To raise awareness about media freedom issues in enlargement countries, the EU held three Speak-Up! conferences with multiple stakeholders from the region. In 2014, it adopted guidelines for EU support to media freedom in the enlargement countries for 2014-2020, to build on previous efforts and translate political objectives into a long-term framework of desired outcomes and indicators to monitor them. In practical terms, the Commission provides financial assistance under its 2014-2020 Instrument for Pre-accession Assistance.

Examples of EU-funded projects include a regional award scheme for investigative journalism, launched in 2015, and a regional platform for advocating media freedom and journalists’ safety, launched in 2016.

 European Parliament’s position

In a 2013 resolution on media freedom across the EU, the EP called for stronger emphasis on protection of freedoms, particularly the freedom of speech, in further EU accessions. The EP also backed a pilot project on media freedom, the European Centre for Press and Media Freedom, whose scope includes enlargement countries.

In January 2017, during a parliamentary debate on the Western Balkans in the EP’s Committee on Foreign Affairs, its chair and 2016 rapporteur for Serbia, David McAllister (EPP, Germany), stated that the lack of media freedom is among the issues of increasing concern. In its 2017 resolutions on the Commission’s country reports, the EP deplores the limited progress in that area and highlights the critical importance of professional and independent private and public-service media.

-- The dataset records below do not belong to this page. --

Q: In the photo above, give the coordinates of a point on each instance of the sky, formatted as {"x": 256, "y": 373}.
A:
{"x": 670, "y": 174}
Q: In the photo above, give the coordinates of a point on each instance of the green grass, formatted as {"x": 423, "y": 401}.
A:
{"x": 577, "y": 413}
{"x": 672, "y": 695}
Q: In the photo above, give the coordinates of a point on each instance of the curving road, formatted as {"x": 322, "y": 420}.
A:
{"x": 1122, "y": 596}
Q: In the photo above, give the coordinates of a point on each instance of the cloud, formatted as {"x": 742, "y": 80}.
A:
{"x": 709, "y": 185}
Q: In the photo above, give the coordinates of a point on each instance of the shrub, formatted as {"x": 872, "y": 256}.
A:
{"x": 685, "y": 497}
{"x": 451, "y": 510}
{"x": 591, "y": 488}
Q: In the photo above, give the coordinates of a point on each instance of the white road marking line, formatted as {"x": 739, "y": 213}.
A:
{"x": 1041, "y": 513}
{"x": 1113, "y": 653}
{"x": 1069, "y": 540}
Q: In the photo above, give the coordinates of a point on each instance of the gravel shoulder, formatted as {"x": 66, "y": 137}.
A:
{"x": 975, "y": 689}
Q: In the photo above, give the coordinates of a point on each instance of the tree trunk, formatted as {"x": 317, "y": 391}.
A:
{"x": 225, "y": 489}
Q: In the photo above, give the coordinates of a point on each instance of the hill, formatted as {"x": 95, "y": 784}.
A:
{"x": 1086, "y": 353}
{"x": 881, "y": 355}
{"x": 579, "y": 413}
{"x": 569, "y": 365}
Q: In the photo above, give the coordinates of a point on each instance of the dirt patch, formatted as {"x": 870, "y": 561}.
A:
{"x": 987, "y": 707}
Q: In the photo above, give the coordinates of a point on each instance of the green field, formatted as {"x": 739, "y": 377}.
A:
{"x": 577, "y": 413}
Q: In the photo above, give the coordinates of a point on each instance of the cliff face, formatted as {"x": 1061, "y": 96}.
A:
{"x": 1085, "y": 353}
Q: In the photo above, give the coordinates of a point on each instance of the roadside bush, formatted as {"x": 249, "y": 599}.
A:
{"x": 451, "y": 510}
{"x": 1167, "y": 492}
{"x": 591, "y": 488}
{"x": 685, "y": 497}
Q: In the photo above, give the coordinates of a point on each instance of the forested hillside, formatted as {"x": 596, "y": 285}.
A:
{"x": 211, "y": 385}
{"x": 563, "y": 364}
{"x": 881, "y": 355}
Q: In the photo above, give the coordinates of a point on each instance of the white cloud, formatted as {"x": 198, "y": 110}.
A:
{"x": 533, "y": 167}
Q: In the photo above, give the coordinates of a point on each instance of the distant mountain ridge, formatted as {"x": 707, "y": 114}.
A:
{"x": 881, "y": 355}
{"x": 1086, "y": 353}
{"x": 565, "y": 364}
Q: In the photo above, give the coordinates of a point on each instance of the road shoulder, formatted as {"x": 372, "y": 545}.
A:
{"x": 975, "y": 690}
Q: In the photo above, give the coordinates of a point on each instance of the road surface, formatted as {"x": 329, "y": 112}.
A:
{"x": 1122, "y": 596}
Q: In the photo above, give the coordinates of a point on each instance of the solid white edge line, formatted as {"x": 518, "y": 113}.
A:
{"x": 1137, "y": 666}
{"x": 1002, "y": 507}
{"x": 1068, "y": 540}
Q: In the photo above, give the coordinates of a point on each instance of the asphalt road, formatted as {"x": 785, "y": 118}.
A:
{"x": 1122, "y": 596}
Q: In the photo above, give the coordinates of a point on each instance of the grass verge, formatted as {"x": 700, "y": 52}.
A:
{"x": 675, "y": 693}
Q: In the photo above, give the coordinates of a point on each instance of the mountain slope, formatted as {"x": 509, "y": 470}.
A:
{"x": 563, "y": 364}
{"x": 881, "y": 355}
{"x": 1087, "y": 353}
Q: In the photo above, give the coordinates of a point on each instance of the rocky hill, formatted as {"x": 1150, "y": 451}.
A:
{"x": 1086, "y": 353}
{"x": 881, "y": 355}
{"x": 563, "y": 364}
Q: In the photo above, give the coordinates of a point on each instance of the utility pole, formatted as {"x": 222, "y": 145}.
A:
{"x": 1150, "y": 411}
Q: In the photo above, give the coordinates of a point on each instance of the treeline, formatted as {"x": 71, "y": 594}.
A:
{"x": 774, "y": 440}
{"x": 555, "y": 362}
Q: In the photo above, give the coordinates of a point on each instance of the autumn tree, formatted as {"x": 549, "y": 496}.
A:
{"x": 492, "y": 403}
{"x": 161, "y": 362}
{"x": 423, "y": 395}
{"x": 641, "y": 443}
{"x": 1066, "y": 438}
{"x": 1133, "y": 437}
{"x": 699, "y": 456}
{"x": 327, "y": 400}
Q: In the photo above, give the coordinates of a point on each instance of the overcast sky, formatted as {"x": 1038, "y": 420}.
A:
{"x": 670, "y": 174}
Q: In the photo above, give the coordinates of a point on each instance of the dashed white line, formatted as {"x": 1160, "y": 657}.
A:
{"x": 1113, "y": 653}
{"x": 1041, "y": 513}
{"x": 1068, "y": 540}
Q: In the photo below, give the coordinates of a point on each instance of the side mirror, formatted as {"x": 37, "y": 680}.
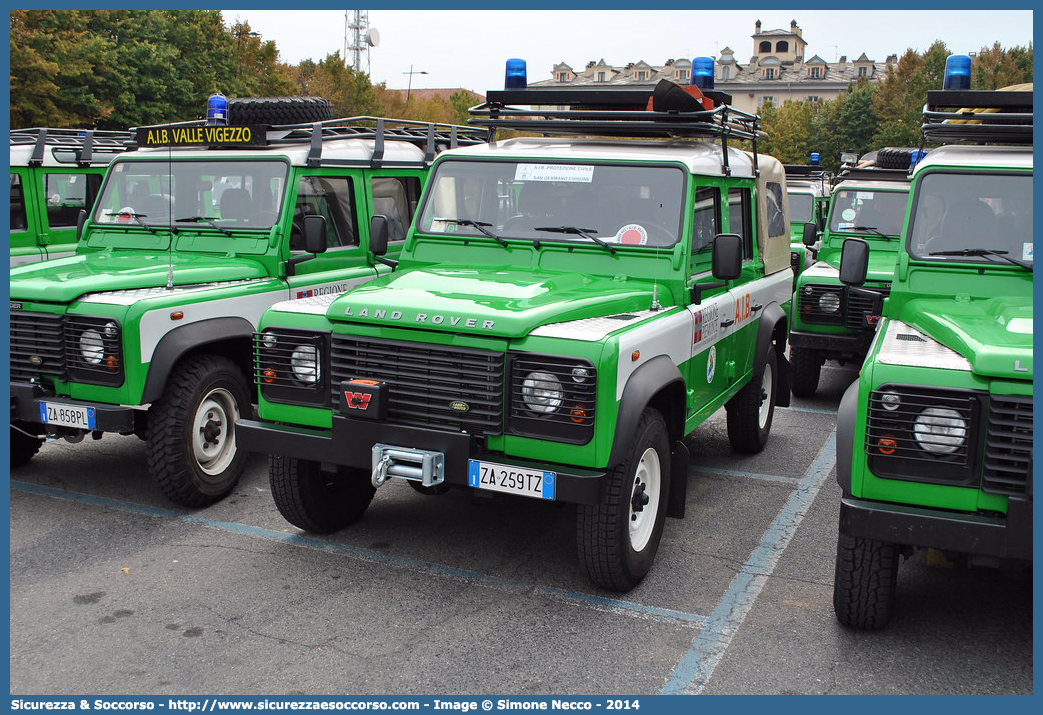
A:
{"x": 727, "y": 256}
{"x": 854, "y": 262}
{"x": 379, "y": 235}
{"x": 810, "y": 235}
{"x": 315, "y": 233}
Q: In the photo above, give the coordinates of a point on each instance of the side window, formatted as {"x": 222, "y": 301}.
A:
{"x": 19, "y": 222}
{"x": 395, "y": 197}
{"x": 777, "y": 224}
{"x": 738, "y": 219}
{"x": 706, "y": 224}
{"x": 332, "y": 197}
{"x": 66, "y": 194}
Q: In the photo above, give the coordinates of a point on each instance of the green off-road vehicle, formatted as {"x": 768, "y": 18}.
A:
{"x": 807, "y": 193}
{"x": 935, "y": 440}
{"x": 54, "y": 175}
{"x": 565, "y": 311}
{"x": 829, "y": 323}
{"x": 147, "y": 329}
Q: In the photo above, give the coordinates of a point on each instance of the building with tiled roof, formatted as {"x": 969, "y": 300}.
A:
{"x": 776, "y": 72}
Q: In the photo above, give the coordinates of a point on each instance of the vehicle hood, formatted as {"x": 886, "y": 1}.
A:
{"x": 995, "y": 335}
{"x": 490, "y": 302}
{"x": 65, "y": 279}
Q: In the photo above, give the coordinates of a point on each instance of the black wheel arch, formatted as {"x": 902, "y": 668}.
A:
{"x": 656, "y": 384}
{"x": 773, "y": 328}
{"x": 231, "y": 337}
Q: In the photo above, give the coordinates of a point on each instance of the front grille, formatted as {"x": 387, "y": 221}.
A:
{"x": 809, "y": 300}
{"x": 37, "y": 346}
{"x": 1009, "y": 445}
{"x": 427, "y": 384}
{"x": 858, "y": 305}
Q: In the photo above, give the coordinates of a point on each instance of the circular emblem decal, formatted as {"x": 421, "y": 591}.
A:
{"x": 632, "y": 235}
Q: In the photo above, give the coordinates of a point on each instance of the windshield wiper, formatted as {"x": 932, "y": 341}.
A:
{"x": 986, "y": 252}
{"x": 585, "y": 232}
{"x": 480, "y": 225}
{"x": 204, "y": 219}
{"x": 873, "y": 229}
{"x": 136, "y": 217}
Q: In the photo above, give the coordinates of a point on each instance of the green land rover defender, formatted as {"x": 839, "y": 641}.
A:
{"x": 147, "y": 328}
{"x": 827, "y": 322}
{"x": 54, "y": 175}
{"x": 564, "y": 312}
{"x": 935, "y": 440}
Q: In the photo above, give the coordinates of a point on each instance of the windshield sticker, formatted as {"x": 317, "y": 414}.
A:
{"x": 554, "y": 172}
{"x": 632, "y": 235}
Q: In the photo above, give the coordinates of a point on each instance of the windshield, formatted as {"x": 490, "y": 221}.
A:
{"x": 637, "y": 205}
{"x": 857, "y": 211}
{"x": 960, "y": 212}
{"x": 233, "y": 194}
{"x": 801, "y": 207}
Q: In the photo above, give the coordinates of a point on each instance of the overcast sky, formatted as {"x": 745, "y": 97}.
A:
{"x": 468, "y": 48}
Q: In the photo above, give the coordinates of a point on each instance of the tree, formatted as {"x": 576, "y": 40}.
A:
{"x": 995, "y": 67}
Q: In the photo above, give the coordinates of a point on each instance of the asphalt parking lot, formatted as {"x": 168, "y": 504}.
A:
{"x": 115, "y": 591}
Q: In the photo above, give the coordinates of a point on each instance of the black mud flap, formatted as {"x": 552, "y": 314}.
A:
{"x": 678, "y": 481}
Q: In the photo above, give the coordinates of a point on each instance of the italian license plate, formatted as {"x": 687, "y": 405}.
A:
{"x": 67, "y": 415}
{"x": 502, "y": 477}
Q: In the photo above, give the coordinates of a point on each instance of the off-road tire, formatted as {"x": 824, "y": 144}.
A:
{"x": 203, "y": 397}
{"x": 23, "y": 447}
{"x": 608, "y": 532}
{"x": 865, "y": 582}
{"x": 806, "y": 369}
{"x": 279, "y": 111}
{"x": 749, "y": 416}
{"x": 318, "y": 501}
{"x": 892, "y": 157}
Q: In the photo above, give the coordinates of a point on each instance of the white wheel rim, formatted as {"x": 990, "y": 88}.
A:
{"x": 647, "y": 483}
{"x": 767, "y": 383}
{"x": 214, "y": 432}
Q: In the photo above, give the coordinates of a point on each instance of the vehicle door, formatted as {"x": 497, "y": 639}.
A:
{"x": 341, "y": 200}
{"x": 24, "y": 218}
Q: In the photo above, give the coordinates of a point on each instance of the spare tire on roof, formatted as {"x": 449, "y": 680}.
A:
{"x": 894, "y": 157}
{"x": 279, "y": 109}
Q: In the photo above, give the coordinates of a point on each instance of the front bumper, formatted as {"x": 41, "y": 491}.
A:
{"x": 833, "y": 345}
{"x": 25, "y": 400}
{"x": 349, "y": 444}
{"x": 1004, "y": 538}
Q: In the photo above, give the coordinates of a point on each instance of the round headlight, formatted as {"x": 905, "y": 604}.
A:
{"x": 92, "y": 347}
{"x": 541, "y": 392}
{"x": 829, "y": 302}
{"x": 305, "y": 364}
{"x": 941, "y": 430}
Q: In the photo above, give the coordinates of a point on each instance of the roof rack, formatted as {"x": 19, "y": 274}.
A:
{"x": 871, "y": 174}
{"x": 432, "y": 137}
{"x": 82, "y": 141}
{"x": 977, "y": 117}
{"x": 617, "y": 113}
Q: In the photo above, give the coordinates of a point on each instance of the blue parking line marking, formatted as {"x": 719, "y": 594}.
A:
{"x": 415, "y": 565}
{"x": 696, "y": 667}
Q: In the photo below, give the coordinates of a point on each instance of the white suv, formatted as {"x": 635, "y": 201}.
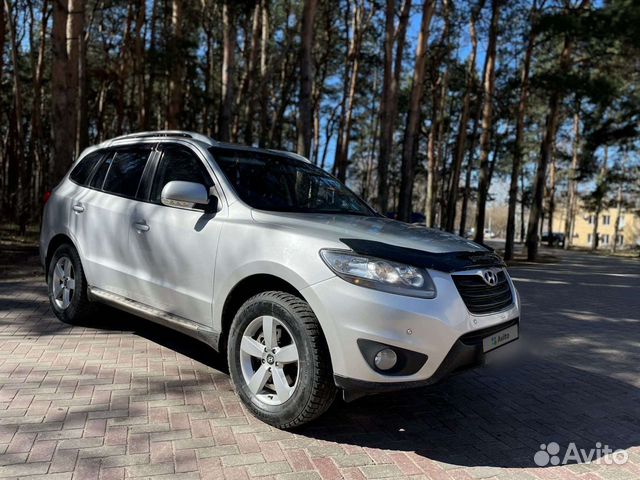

It deplores the political pressure, the merging of media, political and government activities, and the widespread self-censorship.

The EP urges the aspirant countries to create a safe media environment, conducive to objective and accurate reporting, and calls for a proactive role for professional organisations and self-regulatory bodies; an efficient judicial system; political commitment; and a greater role for civil society, all of which contribute to the improvement of the media climate in the long term.